First, solve the ODE itself with MaxStepFraction -> 10^-6.

ϵ = 10^-50;
{s, t} = NDSolveValue[{-2 r[θ] + 12 r[θ]^2 - 22 r[θ]^3 + 12 r[θ]^4 - 6 r[θ]^5 + 
    12 r[θ]^6 - 4 r[θ]^7 - 2 r[θ]^9 + (Cot[θ] r[θ]^2 - 3 Cot[θ] r[θ]^3 + Cot[θ] r[θ]^4 +
    Cot[θ] r[θ]^6) Derivative[1][r][θ] + (-2 r[θ] + (15 r[θ]^2)/2 - 3 r[θ]^3 - 
    4 r[θ]^5) Derivative[1][r][θ]^2 + Cot[θ] r[θ]^2 Derivative[1][r][θ]^3 + (r[θ]^2 - 
    3 r[θ]^3 + r[θ]^4 + r[θ]^6) Derivative[2][r][θ] == 0, r'[ϵ] == 0, r[5/1000] == 10000}, 
    {r, r'}, {θ, ϵ, 5/1000}, WorkingPrecision -> 50, MaxSteps -> 10^7, 
    MaxStepFraction -> 10^-6, Method -> {"Shooting", 
    "StartingInitialConditions" -> {r'[ϵ] == 0, r[ϵ] == 199958364/1000000}}];

which yields (after a few hours of calculation) the interpolation functions for r and r'.

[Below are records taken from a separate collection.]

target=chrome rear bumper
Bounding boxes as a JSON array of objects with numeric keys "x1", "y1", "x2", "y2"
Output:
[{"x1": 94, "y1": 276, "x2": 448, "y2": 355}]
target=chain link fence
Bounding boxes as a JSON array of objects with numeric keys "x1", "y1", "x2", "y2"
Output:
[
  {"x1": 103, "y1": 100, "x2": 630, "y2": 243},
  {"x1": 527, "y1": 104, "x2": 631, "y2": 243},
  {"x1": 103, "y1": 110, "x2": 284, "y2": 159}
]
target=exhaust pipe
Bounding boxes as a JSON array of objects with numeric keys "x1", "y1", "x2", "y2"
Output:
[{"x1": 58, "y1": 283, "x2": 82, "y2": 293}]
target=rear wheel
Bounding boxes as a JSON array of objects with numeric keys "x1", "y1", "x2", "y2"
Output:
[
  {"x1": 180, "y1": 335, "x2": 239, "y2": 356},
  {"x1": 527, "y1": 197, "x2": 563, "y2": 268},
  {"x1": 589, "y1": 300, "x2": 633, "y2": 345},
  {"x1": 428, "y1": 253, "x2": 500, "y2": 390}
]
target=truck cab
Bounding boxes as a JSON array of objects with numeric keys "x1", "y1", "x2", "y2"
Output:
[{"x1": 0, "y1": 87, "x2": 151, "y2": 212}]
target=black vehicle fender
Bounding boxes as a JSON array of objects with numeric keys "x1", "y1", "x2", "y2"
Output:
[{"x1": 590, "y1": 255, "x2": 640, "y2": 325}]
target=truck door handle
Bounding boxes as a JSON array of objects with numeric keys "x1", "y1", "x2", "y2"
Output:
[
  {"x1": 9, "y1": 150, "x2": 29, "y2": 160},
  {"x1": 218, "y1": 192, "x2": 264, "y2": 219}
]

LogPlot[{s[θ], t[θ]}, {θ, ϵ, .005}, PlotRange -> All]

enter image description here

Note that the solution is growing faster than exponentially near θ -> 0.005. The initial (called r0 in the question) and final values of r are

{s[ϵ], s[5/1000]}
(* {199.95836405695030604588498996975119999174071797848, 
    10000.000000000000000005072133417578396839834109} *)

To estimate the accuracy of this solution, repeat the computation with MaxStepFraction -> 10^-5, which takes only several minutes, and compare the resulting solution, designated {s5, t5}, to {s, t}.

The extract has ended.